Amherst Co., VA - Six canoeists that were stranded in Amherst County are resting at home thanks to a daring rescue overnight.

The Amherst County Public safety director says when the river conditions were too dangerous, they left their canoes and backpacks to walk to safety.

Gary Roakes says that was at 9 a.m. Thursday. It wasn't until 12:30 a.m. Friday that they were reunited with their families.

"It was exceptionally dangerous for all parties involved," Roakes explained after the rescue.

He says the six males from Franklin County, aged 14 to 26, launched their canoes Tuesday at the boat landing off U.S. 501. When they failed to return home as expected on Thursday, the father of two of them called 911.

"They were on a three-day canoe trip and were camped out at Balcony Falls last night. And when the water came up, they decided it was better to hike out than try to canoe down the rest of the way," the caller explained to an Amherst County dispatcher.

Roakes says the group had no food or water when their hike ended at a 50 to 60-foot rock face.
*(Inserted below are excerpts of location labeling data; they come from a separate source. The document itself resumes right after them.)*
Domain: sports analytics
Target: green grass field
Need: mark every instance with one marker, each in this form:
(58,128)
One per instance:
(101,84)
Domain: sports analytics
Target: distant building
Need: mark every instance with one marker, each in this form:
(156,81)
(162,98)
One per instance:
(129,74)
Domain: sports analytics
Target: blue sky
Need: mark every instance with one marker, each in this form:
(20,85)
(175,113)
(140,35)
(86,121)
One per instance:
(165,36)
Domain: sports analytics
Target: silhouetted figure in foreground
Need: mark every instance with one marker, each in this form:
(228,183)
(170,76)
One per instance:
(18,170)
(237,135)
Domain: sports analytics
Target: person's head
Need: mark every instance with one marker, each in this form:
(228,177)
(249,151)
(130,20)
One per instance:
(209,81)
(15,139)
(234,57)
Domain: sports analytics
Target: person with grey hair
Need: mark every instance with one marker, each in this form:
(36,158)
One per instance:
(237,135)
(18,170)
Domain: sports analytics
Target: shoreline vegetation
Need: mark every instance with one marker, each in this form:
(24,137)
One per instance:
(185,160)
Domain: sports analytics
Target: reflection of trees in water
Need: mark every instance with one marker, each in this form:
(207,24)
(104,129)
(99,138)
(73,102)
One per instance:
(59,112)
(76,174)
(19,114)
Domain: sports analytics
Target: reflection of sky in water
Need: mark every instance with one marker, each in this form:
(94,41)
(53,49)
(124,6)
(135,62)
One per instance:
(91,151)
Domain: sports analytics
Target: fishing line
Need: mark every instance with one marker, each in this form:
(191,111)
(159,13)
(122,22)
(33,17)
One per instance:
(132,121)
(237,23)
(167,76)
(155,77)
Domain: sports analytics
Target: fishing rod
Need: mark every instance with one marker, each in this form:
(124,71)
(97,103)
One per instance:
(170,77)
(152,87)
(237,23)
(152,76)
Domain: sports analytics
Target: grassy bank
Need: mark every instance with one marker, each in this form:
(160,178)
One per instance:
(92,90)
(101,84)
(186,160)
"They couldn't go out on the river 'cause it was too risky and they couldn't climb the rocks," Roakes said.

Four of them stayed. Two turned around to find help.

By the time Roakes and an Amherst County deputy reached them, it was dark, cold and rainy. Roakes waited with them for swift water rescue teams from Lynchburg and Bedford County to arrive.

But, the river was too swollen for them to launch their boats. So, they had to use a crane to lift the boat over a bridge and drop it into the water.

The boys were rescued a few minutes later. Roakes says they were tired, cold and hungry, but otherwise okay

"All of us were elated to see the boats coming up the river. Fortunately, last night was a positive outcome. The parents knew their kids were okay," Roakes said.

This story, this rescue would have been much different, if not for the teamwork of first responders.

"Jurisdictional lines don't play into it. We go where we need to go. And if one of our brothers or sisters in another agency needs help, we'll be there," Roakes added.